It’s been a long time coming, the opportunity to see Feeder live, a band I’ve loved for many years, here in my adopted home town of Leeds.
Back in the day before iPods, Feeder would be heavy on my playlist of mashed together CDs filled with the sorrow of Pearl Jam and the angst of Smashing Pumpkins. Tthey’d be the happy sound to while away the day to.
They were the real alternative rock band, not quite heavy enough to warrant a case of headbanging whiplash but not too soft as to warrant a punch in the arm from a mate when asked to listen to their songs and, of course, they come from the land of Manic Street Preachers and Stereophonics so they’ve an enormous comparison to ride against – the thinking man’s rock band, as one might suggest.

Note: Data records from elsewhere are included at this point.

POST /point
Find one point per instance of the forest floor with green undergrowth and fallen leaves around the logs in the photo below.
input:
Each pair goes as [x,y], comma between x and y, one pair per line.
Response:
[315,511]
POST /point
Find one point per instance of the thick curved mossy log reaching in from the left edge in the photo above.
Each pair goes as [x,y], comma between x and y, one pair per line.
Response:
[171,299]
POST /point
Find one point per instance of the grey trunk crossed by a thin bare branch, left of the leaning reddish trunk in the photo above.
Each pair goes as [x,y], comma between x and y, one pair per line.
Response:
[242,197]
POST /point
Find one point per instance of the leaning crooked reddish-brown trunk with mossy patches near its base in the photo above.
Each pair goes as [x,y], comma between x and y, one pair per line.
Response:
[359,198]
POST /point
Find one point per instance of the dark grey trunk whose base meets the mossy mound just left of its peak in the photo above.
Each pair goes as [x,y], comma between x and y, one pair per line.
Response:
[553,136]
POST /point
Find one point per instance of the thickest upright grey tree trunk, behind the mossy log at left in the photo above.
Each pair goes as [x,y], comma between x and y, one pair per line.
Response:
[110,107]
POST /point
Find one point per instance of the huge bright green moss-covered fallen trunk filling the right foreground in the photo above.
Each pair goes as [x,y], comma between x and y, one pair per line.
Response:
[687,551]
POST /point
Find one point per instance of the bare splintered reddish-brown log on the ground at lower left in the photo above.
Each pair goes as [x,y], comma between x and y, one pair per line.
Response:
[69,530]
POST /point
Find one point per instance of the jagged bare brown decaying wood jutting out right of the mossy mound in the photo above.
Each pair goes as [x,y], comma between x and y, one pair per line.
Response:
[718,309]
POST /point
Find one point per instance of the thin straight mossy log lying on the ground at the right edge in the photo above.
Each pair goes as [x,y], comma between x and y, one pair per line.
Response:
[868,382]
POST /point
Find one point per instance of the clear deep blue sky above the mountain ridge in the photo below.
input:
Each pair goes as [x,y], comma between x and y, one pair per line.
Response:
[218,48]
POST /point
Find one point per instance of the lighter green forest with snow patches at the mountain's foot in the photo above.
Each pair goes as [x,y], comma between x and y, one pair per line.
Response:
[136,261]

It’s an age away from the release of Buck Rogers, one of the band’s biggest singles and probably the launching post to their notable stardom but eight albums in and they’re back with another glorious masterpiece of pristine rock, All Bright Electric.
Supported by the fantastic The Virgin Marys, it’s a massive gig for the Feeder. Not in terms of venue status or capacity but it’s been a while since they’ve been in Leeds and it’s a show that is hugely anticipated.
The Virgin Marys smash the support slot big time, Big heavy drums from Danny Dolan and with the splendidly hoarse vocals of Ally Dickaty, it paves a path for the headliners.
Twenty-two songs I counted on the set list, most bands couldn’t muster a set of that magnitude after 15 years let alone a decade of touring.
They start with Another Day on Earth and Universe of Life from their new album before they kick into the hits. Oh boy, what a kick it is. Feeling a Moment, Lost & Found, Pushing the Senses, Come Back Around... it’s a moment when you lose your adult and fall back into your teenage years (well, almost teenage).
The combination of Taka Hirose and Grant Nicolas is to music as what Hoddle and Waddle were to 80s football.
As the the finale approaches the crowd still know there’s a couple of classics up their sleeve. A few more new album tracks are whisked through till they get to Buck Rogers and eventually slam their way into Just a Day. To say the place went gone mental is an understatement.